The High Court was responding to a petition filed in 2007 by Bilin residents against the loss of farmland to the barrier.
Bilin is the site of often violent protests against the barrier, a network of fences and concrete walls that takes in some West Bank land.
A non-binding ruling by the World Court in 2004, which Israel rejected, said the barrier was illegal. It has since become a symbol for Palestinians' struggle to set up a state on territory occupied by Israel in a 1967 war. Israel says the project, launched in 2002 at the height of a Palestinian suicide bombing campaign and projected to be some 720 km (450 miles) long when finished, is a security bulwark.
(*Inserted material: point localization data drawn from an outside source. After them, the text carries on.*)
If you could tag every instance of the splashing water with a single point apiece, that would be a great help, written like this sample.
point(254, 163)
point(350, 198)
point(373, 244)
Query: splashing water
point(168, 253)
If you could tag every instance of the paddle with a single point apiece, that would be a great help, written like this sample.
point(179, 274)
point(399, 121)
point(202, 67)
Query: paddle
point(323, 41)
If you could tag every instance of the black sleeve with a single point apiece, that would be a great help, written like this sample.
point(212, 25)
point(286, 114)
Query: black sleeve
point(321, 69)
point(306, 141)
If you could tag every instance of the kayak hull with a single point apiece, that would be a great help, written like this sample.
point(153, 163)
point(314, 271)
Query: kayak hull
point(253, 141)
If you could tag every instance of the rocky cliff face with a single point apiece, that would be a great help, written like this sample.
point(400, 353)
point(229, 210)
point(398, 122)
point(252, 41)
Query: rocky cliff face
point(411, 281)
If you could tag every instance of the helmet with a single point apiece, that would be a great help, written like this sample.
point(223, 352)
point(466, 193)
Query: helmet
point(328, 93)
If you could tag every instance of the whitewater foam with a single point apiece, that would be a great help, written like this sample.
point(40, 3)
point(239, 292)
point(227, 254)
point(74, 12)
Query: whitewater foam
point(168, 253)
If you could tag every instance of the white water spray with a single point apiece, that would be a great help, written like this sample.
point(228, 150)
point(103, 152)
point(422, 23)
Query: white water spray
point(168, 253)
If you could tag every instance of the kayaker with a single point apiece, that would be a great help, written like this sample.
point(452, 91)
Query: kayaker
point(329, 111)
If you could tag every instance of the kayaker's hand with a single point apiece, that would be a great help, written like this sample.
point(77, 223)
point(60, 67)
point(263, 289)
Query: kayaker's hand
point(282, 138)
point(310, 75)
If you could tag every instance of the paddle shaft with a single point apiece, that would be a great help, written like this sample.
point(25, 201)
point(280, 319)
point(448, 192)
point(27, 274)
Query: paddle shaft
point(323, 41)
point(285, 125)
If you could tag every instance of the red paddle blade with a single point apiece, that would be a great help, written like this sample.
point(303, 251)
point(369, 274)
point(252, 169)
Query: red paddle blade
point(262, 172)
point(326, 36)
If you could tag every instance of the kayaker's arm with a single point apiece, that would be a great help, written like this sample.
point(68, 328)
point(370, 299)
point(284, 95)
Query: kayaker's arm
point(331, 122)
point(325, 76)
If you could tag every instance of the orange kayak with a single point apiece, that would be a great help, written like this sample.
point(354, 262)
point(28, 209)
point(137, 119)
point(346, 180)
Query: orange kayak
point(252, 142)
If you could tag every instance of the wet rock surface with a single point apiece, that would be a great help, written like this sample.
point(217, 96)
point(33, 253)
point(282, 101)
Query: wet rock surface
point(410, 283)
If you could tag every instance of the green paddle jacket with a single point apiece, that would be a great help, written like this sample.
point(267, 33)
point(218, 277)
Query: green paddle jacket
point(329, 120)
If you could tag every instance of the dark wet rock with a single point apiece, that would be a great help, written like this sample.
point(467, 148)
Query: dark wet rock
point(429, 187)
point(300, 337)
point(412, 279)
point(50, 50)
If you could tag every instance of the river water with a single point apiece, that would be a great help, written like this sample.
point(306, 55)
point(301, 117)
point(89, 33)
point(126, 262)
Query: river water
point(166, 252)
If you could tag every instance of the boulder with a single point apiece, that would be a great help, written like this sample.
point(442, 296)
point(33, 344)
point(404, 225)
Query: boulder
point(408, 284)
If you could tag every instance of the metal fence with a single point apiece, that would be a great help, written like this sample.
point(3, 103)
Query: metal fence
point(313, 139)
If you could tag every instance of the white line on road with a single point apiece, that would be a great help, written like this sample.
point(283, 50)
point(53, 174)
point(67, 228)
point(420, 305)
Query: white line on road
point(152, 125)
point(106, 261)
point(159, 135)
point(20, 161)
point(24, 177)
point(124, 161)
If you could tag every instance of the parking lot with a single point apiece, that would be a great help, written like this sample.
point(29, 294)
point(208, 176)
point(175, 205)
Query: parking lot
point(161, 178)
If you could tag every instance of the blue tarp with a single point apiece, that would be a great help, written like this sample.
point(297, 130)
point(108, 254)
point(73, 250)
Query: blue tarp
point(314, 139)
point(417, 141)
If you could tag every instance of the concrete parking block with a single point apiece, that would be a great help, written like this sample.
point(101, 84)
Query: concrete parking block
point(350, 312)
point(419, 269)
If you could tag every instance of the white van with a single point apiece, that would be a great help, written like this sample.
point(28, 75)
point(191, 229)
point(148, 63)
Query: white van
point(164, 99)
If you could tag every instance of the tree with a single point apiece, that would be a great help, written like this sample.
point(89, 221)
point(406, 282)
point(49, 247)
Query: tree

The new route of the barrier at Bilin was in line with an April 2009 review submitted by Israel's Defence Ministry on the High Court's orders, an official involved in the case said.
Objections filed against the Defence Ministry review plan by Palestinians and by residents of a nearby Israeli settlement, Modiin Illit, were rejected by the High Court, the official said. That culminated in this week's rerouting move.